De ce qui résulte de l’article précité, c’est le gouvernement qui définit et met en œuvre la politique de la Nation, toute la politique donc, y compris et surtout, la politique de développement de la Nation. Pour quelle raison créer une institution supplémentaire alors que le premier ministre chef du gouvernement dispose de l’administration avec toutes ses ressources humaines et en plus, il peut nommer aux emplois civils ? Ne peut-il pas choisir des compétences pour ses ministères ou pour d’autres niveaux de l’administration à la place de création d’autres institutions ?  Pour éviter d’être très long, je ne m’étends pas sur le cas de la Commission nationale de l’éducation civique et des Droits de l’Homme dont les compétences peuvent être reparties entre le ministère de l’éducation nationale pour le volet éducation civique et le ministère de la justice et des droits de l’Homme pour le volet protection et promotion des Droits de l’Homme.     En résumé, cet Avant-projet constitutionnel n’apporte rien d’extraordinaire. Même la candidature indépendante qu’il prévoit est un appât pour attirer le soutien des défenseurs de cette idée pendant cette période difficile pour le président de la junte qui a décidé de violer son engagement de ne pas se porter candidat aux différentes élections nationales. Vous le verrez le moment venu, les candidatures seront conditionnées au paiement de caution suffisamment élevée qu’elle dissuadera plus d’un. Cette technique consiste à créer ce qui parait être un avantage pour les besoins d’une cause, puis après, mettre en œuvre des conditions insurmontables pour la grande majorité pour en bénéficier. Si l’idée est louable, l’intention ne l’est absolument pas.  

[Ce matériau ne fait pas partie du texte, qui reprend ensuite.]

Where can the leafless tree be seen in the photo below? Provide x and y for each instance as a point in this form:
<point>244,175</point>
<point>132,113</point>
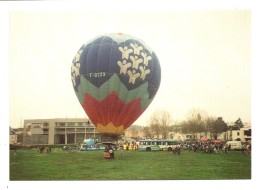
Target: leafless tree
<point>160,122</point>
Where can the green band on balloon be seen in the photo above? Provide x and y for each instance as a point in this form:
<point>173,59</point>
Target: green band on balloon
<point>113,85</point>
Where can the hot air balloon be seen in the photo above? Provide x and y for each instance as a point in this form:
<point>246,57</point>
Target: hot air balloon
<point>115,77</point>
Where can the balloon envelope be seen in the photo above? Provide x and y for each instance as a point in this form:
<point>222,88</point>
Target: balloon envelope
<point>115,78</point>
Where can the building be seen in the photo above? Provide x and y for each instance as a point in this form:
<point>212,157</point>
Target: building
<point>58,131</point>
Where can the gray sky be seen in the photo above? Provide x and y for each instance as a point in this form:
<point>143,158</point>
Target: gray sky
<point>204,56</point>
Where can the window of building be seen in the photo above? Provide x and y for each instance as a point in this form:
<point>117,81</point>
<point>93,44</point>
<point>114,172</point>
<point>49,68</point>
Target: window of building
<point>71,124</point>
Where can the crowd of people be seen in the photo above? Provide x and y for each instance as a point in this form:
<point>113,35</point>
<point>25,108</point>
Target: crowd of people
<point>211,147</point>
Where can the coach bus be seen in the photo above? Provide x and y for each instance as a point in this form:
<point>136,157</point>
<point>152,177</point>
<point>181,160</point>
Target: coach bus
<point>157,144</point>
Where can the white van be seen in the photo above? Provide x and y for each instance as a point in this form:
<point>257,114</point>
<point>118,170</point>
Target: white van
<point>234,145</point>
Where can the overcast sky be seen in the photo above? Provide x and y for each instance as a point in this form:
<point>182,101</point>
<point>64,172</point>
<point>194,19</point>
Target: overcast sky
<point>204,51</point>
<point>204,56</point>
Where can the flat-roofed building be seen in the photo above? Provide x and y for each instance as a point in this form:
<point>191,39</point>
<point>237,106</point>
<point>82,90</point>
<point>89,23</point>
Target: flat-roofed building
<point>58,131</point>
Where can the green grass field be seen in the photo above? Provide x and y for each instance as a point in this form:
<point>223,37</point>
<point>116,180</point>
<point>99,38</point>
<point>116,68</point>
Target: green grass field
<point>134,165</point>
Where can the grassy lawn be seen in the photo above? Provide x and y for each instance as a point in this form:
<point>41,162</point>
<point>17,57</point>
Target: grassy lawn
<point>134,165</point>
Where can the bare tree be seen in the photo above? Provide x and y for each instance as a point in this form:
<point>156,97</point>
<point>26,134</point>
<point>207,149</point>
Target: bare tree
<point>160,122</point>
<point>196,121</point>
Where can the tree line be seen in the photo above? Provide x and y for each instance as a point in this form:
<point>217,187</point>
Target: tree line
<point>197,121</point>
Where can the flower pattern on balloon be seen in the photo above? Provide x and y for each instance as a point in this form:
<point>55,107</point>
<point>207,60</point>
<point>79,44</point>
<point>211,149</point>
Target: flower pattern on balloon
<point>134,62</point>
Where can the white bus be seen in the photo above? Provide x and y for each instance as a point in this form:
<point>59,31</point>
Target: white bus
<point>154,144</point>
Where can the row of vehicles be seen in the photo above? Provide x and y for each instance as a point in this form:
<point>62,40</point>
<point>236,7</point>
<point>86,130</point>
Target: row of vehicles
<point>148,145</point>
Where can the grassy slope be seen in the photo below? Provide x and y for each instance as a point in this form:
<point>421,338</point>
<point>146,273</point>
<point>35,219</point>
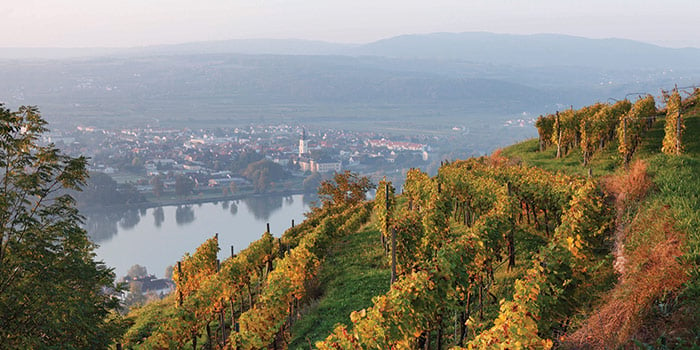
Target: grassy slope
<point>355,272</point>
<point>676,186</point>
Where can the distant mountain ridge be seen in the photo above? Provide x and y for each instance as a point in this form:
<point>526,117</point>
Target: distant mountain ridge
<point>504,49</point>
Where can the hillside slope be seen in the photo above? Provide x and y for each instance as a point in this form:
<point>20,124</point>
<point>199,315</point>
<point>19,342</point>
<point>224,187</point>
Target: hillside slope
<point>490,253</point>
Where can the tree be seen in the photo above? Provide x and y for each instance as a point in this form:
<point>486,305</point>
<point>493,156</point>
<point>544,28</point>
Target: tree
<point>345,188</point>
<point>52,291</point>
<point>263,172</point>
<point>137,271</point>
<point>312,182</point>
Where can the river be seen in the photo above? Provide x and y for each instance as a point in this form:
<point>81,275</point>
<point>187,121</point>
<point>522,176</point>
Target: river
<point>160,236</point>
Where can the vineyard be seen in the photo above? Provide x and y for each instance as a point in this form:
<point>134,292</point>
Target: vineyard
<point>587,237</point>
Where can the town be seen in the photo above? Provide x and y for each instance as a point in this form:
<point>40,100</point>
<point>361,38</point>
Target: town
<point>163,165</point>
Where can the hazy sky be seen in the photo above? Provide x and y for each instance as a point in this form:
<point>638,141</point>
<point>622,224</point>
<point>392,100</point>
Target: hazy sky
<point>112,23</point>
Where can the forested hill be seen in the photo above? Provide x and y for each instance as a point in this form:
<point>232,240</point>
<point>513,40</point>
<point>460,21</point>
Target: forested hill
<point>587,237</point>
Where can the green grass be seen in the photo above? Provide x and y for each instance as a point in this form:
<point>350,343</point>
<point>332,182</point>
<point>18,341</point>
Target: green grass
<point>356,271</point>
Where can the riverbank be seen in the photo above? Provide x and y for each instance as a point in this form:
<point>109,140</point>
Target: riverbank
<point>201,198</point>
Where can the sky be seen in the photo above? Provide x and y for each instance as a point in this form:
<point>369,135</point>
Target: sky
<point>127,23</point>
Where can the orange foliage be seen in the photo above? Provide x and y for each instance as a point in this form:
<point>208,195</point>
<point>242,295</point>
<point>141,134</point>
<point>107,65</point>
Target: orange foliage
<point>630,186</point>
<point>653,272</point>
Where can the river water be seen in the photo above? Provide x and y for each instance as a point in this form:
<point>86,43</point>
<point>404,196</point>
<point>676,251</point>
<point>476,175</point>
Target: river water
<point>159,237</point>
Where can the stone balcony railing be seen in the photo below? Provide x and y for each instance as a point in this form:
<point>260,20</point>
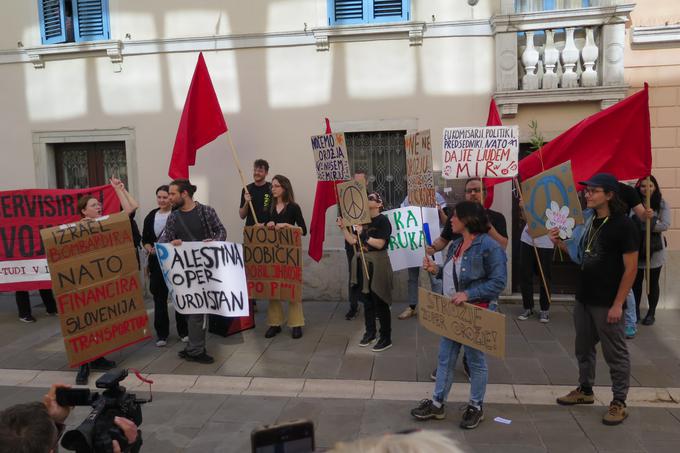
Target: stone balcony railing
<point>564,55</point>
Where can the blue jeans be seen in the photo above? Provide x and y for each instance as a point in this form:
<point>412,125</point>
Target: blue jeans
<point>413,274</point>
<point>479,373</point>
<point>629,314</point>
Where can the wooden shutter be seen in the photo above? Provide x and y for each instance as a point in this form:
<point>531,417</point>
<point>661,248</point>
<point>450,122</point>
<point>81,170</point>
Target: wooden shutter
<point>52,21</point>
<point>390,10</point>
<point>91,20</point>
<point>347,11</point>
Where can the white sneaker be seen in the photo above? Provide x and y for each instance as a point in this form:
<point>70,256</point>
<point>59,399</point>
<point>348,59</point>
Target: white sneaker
<point>408,313</point>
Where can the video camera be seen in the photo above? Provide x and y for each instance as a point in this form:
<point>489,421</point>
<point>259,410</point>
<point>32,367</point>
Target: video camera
<point>96,433</point>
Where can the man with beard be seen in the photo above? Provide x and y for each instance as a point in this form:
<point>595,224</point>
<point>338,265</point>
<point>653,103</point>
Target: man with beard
<point>192,221</point>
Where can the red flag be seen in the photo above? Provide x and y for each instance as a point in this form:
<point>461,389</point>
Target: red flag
<point>201,123</point>
<point>493,119</point>
<point>616,140</point>
<point>325,198</point>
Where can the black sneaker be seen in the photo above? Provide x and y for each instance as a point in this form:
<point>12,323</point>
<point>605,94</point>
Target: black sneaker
<point>427,410</point>
<point>352,314</point>
<point>83,374</point>
<point>471,417</point>
<point>382,344</point>
<point>102,364</point>
<point>367,339</point>
<point>201,358</point>
<point>272,331</point>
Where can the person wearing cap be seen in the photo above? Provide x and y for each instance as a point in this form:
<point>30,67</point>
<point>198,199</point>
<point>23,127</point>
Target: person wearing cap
<point>606,248</point>
<point>376,290</point>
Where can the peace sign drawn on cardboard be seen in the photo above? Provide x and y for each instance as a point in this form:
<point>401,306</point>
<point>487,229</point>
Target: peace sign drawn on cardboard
<point>353,203</point>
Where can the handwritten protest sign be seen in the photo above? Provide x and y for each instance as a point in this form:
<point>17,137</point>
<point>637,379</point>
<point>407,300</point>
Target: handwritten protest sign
<point>23,213</point>
<point>205,277</point>
<point>273,261</point>
<point>95,280</point>
<point>469,325</point>
<point>353,203</point>
<point>550,200</point>
<point>420,178</point>
<point>330,156</point>
<point>484,152</point>
<point>408,238</point>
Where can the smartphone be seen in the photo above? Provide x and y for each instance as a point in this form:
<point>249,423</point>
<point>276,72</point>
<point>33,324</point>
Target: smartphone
<point>73,397</point>
<point>290,437</point>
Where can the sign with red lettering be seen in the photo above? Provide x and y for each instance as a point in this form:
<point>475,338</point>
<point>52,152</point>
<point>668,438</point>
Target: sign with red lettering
<point>205,277</point>
<point>330,157</point>
<point>483,152</point>
<point>273,263</point>
<point>95,281</point>
<point>23,213</point>
<point>420,179</point>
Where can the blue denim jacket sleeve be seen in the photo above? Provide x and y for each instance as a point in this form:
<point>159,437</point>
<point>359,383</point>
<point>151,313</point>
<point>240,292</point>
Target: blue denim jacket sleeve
<point>495,269</point>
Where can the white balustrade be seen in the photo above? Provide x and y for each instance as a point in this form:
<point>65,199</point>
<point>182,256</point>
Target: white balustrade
<point>566,58</point>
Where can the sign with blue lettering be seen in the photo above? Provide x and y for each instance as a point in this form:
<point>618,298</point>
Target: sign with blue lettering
<point>550,200</point>
<point>205,277</point>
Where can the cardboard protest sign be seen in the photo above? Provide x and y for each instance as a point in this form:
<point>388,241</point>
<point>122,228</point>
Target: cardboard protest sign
<point>469,325</point>
<point>420,178</point>
<point>484,152</point>
<point>408,238</point>
<point>205,277</point>
<point>353,203</point>
<point>273,261</point>
<point>95,280</point>
<point>550,200</point>
<point>330,156</point>
<point>23,213</point>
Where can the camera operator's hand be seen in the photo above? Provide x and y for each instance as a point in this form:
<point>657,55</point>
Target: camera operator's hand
<point>129,429</point>
<point>56,412</point>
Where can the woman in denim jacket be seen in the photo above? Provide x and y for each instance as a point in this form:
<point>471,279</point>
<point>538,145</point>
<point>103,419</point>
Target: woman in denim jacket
<point>475,272</point>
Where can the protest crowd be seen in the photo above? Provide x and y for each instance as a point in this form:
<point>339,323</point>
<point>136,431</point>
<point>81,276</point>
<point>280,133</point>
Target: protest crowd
<point>613,231</point>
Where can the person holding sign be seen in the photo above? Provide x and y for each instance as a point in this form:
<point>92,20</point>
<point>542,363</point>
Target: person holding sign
<point>154,224</point>
<point>373,238</point>
<point>475,272</point>
<point>192,221</point>
<point>284,213</point>
<point>90,208</point>
<point>607,250</point>
<point>660,214</point>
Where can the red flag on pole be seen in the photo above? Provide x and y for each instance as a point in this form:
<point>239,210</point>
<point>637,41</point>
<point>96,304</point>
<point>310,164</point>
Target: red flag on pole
<point>616,140</point>
<point>494,119</point>
<point>201,123</point>
<point>325,198</point>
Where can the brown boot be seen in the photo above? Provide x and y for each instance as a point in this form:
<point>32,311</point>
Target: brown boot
<point>576,397</point>
<point>616,414</point>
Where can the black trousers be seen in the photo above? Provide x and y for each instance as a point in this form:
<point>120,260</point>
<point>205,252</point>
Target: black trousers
<point>653,296</point>
<point>160,301</point>
<point>374,307</point>
<point>353,296</point>
<point>528,267</point>
<point>24,302</point>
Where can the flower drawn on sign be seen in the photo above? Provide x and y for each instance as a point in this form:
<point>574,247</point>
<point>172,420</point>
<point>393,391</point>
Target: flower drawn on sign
<point>558,217</point>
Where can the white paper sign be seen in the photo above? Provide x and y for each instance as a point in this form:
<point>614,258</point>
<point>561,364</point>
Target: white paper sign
<point>484,152</point>
<point>205,277</point>
<point>410,228</point>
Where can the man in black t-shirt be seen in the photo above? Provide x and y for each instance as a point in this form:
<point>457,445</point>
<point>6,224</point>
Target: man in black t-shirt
<point>607,253</point>
<point>259,193</point>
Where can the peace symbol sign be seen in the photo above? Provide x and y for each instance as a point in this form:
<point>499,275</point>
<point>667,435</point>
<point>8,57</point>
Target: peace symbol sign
<point>353,202</point>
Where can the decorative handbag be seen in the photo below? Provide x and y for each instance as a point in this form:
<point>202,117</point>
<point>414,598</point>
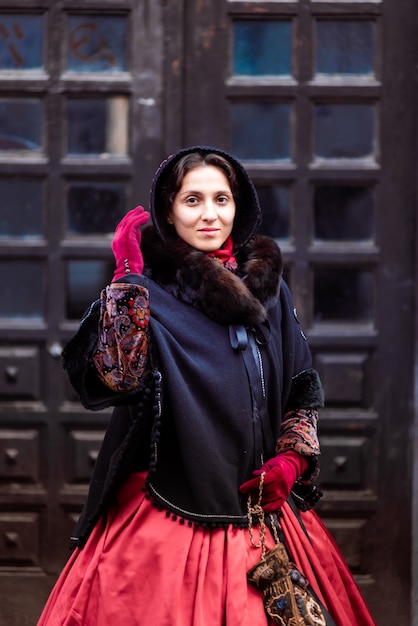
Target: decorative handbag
<point>287,598</point>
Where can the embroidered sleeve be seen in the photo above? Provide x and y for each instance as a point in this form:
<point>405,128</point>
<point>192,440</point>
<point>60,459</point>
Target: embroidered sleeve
<point>121,354</point>
<point>298,432</point>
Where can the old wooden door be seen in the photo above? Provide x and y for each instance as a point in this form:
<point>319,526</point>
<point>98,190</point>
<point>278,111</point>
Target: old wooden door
<point>80,134</point>
<point>318,99</point>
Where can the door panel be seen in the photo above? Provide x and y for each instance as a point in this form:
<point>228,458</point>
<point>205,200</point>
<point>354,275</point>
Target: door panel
<point>311,96</point>
<point>318,100</point>
<point>80,116</point>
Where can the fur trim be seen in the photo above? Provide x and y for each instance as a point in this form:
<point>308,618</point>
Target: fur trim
<point>306,391</point>
<point>197,279</point>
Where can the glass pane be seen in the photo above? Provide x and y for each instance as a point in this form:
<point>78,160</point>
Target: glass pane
<point>21,203</point>
<point>22,294</point>
<point>97,126</point>
<point>345,47</point>
<point>343,295</point>
<point>96,43</point>
<point>275,207</point>
<point>261,130</point>
<point>20,125</point>
<point>21,42</point>
<point>344,213</point>
<point>94,208</point>
<point>262,48</point>
<point>344,131</point>
<point>85,280</point>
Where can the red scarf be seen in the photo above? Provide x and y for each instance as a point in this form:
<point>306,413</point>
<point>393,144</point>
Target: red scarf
<point>225,255</point>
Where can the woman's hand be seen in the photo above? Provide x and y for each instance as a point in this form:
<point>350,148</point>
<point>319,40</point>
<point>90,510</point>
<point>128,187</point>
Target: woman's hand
<point>126,244</point>
<point>280,474</point>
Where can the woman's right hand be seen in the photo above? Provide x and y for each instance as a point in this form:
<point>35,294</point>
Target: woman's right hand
<point>126,244</point>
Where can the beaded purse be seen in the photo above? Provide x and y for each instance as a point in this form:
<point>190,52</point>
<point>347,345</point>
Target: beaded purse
<point>287,598</point>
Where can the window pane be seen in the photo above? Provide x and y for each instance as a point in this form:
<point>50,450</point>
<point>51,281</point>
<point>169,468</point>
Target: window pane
<point>262,48</point>
<point>94,208</point>
<point>20,125</point>
<point>21,42</point>
<point>344,131</point>
<point>345,47</point>
<point>275,207</point>
<point>344,213</point>
<point>96,43</point>
<point>85,280</point>
<point>260,130</point>
<point>343,295</point>
<point>97,126</point>
<point>21,208</point>
<point>22,290</point>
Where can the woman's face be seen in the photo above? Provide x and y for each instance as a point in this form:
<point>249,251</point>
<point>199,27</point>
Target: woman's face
<point>203,210</point>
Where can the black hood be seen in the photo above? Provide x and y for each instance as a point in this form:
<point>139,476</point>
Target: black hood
<point>248,212</point>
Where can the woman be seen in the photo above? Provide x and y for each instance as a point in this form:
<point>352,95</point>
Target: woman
<point>197,346</point>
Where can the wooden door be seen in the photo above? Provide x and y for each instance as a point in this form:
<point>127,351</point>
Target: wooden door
<point>80,135</point>
<point>318,100</point>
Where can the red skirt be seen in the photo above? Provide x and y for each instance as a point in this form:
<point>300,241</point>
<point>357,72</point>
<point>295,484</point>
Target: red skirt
<point>140,568</point>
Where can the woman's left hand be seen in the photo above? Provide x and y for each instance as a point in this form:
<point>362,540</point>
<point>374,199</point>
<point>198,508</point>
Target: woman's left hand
<point>280,473</point>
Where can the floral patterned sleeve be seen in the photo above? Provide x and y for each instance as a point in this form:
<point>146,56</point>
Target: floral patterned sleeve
<point>121,354</point>
<point>298,432</point>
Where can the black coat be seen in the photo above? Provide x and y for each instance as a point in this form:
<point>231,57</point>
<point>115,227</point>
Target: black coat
<point>199,430</point>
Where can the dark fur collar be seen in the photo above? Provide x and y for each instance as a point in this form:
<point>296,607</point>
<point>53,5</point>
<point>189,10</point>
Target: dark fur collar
<point>196,279</point>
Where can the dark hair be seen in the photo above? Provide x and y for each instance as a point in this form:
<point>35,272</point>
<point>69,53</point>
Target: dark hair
<point>189,162</point>
<point>169,178</point>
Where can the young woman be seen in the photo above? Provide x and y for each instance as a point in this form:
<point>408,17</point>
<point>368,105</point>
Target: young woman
<point>197,346</point>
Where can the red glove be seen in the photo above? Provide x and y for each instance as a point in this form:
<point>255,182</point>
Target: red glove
<point>280,474</point>
<point>126,244</point>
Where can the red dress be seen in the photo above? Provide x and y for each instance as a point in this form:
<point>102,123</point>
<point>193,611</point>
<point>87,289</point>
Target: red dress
<point>140,568</point>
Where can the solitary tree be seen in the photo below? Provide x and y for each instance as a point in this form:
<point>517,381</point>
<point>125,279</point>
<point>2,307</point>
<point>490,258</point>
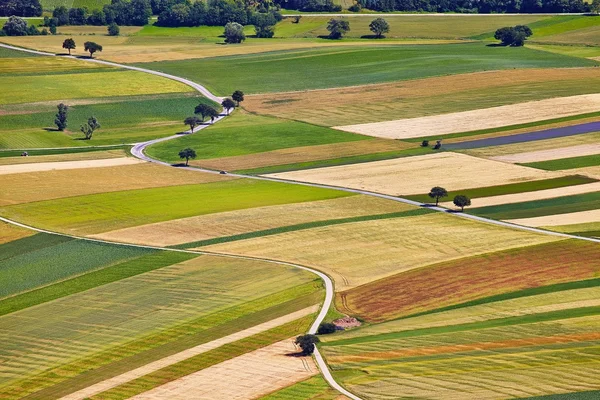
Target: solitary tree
<point>437,193</point>
<point>337,28</point>
<point>89,128</point>
<point>205,111</point>
<point>192,122</point>
<point>92,47</point>
<point>307,343</point>
<point>228,104</point>
<point>238,97</point>
<point>187,154</point>
<point>461,201</point>
<point>61,117</point>
<point>379,26</point>
<point>69,44</point>
<point>234,33</point>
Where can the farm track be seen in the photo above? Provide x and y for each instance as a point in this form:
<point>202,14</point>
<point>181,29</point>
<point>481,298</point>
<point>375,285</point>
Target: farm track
<point>138,151</point>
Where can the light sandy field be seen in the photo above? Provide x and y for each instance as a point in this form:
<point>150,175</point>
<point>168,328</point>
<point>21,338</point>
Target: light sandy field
<point>245,377</point>
<point>235,222</point>
<point>486,118</point>
<point>91,155</point>
<point>418,97</point>
<point>184,355</point>
<point>560,219</point>
<point>361,252</point>
<point>529,196</point>
<point>8,233</point>
<point>55,166</point>
<point>418,174</point>
<point>554,154</point>
<point>76,182</point>
<point>302,154</point>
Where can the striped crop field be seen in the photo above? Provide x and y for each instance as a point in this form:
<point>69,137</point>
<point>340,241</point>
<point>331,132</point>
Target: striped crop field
<point>47,348</point>
<point>468,279</point>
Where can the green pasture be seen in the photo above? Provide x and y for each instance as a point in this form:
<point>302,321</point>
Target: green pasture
<point>107,211</point>
<point>521,187</point>
<point>246,134</point>
<point>346,66</point>
<point>538,208</point>
<point>121,317</point>
<point>566,163</point>
<point>126,119</point>
<point>42,259</point>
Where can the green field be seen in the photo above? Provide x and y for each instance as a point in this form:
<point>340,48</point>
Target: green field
<point>538,208</point>
<point>108,211</point>
<point>521,187</point>
<point>246,134</point>
<point>566,163</point>
<point>296,70</point>
<point>42,259</point>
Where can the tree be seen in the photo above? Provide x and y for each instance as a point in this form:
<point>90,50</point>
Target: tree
<point>61,117</point>
<point>238,97</point>
<point>187,154</point>
<point>228,104</point>
<point>113,30</point>
<point>337,28</point>
<point>192,122</point>
<point>89,128</point>
<point>92,48</point>
<point>307,343</point>
<point>461,201</point>
<point>437,193</point>
<point>326,328</point>
<point>234,33</point>
<point>379,26</point>
<point>69,44</point>
<point>15,26</point>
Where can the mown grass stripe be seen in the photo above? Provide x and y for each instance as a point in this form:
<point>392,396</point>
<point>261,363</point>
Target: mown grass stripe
<point>303,226</point>
<point>91,280</point>
<point>493,323</point>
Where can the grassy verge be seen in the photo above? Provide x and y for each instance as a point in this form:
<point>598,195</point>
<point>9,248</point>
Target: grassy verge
<point>298,227</point>
<point>521,187</point>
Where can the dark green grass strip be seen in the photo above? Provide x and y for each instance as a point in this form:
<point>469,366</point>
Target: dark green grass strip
<point>566,163</point>
<point>538,208</point>
<point>591,395</point>
<point>87,371</point>
<point>493,323</point>
<point>558,287</point>
<point>521,187</point>
<point>46,152</point>
<point>205,360</point>
<point>92,279</point>
<point>299,227</point>
<point>388,155</point>
<point>509,127</point>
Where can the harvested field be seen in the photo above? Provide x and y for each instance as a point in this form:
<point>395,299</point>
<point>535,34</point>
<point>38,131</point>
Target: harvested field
<point>78,182</point>
<point>424,97</point>
<point>357,253</point>
<point>55,166</point>
<point>530,196</point>
<point>554,154</point>
<point>9,232</point>
<point>255,219</point>
<point>52,158</point>
<point>472,278</point>
<point>302,154</point>
<point>527,137</point>
<point>245,377</point>
<point>418,174</point>
<point>560,219</point>
<point>479,119</point>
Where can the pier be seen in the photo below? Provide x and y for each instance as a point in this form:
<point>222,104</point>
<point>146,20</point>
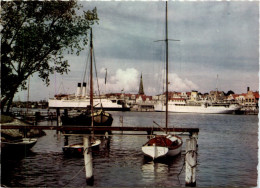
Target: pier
<point>191,143</point>
<point>149,130</point>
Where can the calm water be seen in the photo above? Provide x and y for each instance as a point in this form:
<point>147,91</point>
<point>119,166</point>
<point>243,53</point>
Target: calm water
<point>227,156</point>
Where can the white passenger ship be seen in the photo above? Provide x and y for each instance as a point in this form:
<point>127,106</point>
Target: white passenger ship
<point>81,100</point>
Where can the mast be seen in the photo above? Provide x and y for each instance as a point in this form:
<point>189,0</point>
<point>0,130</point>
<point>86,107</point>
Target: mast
<point>166,42</point>
<point>91,79</point>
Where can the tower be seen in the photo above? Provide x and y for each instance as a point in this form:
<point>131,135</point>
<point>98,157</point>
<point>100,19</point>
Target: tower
<point>141,87</point>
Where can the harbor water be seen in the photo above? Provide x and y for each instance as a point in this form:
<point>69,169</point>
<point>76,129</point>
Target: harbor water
<point>227,156</point>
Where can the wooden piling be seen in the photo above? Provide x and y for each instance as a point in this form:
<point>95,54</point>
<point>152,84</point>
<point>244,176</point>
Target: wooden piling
<point>88,160</point>
<point>191,161</point>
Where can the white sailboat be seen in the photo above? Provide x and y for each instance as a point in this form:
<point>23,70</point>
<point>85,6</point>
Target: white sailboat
<point>166,144</point>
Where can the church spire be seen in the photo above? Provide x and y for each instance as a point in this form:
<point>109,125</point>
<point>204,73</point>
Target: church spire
<point>141,87</point>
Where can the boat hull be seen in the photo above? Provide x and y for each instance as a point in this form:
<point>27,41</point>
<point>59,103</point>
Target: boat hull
<point>78,149</point>
<point>162,146</point>
<point>107,104</point>
<point>22,145</point>
<point>196,109</point>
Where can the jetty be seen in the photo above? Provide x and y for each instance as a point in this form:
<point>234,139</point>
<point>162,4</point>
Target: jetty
<point>190,154</point>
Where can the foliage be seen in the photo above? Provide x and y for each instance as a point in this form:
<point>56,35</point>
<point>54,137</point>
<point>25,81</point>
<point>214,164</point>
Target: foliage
<point>35,35</point>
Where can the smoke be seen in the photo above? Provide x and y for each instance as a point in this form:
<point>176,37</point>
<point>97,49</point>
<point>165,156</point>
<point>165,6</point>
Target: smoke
<point>128,81</point>
<point>176,83</point>
<point>123,80</point>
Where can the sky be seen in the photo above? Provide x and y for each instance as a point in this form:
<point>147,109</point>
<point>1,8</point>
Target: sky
<point>218,48</point>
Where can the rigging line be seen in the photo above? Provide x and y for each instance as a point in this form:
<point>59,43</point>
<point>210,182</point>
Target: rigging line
<point>85,68</point>
<point>97,78</point>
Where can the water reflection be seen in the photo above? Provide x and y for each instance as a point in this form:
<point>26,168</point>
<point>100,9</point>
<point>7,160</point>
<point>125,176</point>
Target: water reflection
<point>162,170</point>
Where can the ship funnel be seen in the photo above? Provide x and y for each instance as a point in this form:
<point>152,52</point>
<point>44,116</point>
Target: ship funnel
<point>84,89</point>
<point>78,90</point>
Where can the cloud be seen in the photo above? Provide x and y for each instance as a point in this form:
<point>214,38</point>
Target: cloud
<point>126,80</point>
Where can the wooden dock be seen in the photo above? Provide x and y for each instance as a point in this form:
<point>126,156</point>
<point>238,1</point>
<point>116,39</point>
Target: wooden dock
<point>149,130</point>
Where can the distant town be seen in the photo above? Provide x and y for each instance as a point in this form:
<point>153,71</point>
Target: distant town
<point>248,101</point>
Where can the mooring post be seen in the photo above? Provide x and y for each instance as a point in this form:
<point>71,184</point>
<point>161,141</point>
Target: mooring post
<point>88,160</point>
<point>191,160</point>
<point>66,140</point>
<point>58,118</point>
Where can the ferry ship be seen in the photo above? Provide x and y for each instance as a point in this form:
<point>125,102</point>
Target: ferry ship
<point>98,102</point>
<point>182,106</point>
<point>81,100</point>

Ne soyons pas dupes. Les deux principaux objectifs de ce projet constitutionnel consistent à éliminer les leaders politiques ayant une assise forte sur l’ensemble du territoire national en fixant un âge butoir (80 ans) pour la candidature à la présidence de la République d’une part, et d’autre part, de permettre au président de la junte de violer son engagement de ne pas se porter candidat aux différentes élections nationales jusqu’à la fin de la transition en ne reprenant pas l’article 46 de la Charte de la Transition dans la nouvelle constitution. 
Le peuple de Guinée a le droit de résister, il doit résister car la résistance à l’oppression telle que pratiquée par le CNRD est un droit naturel, inaliénable et imprescriptible.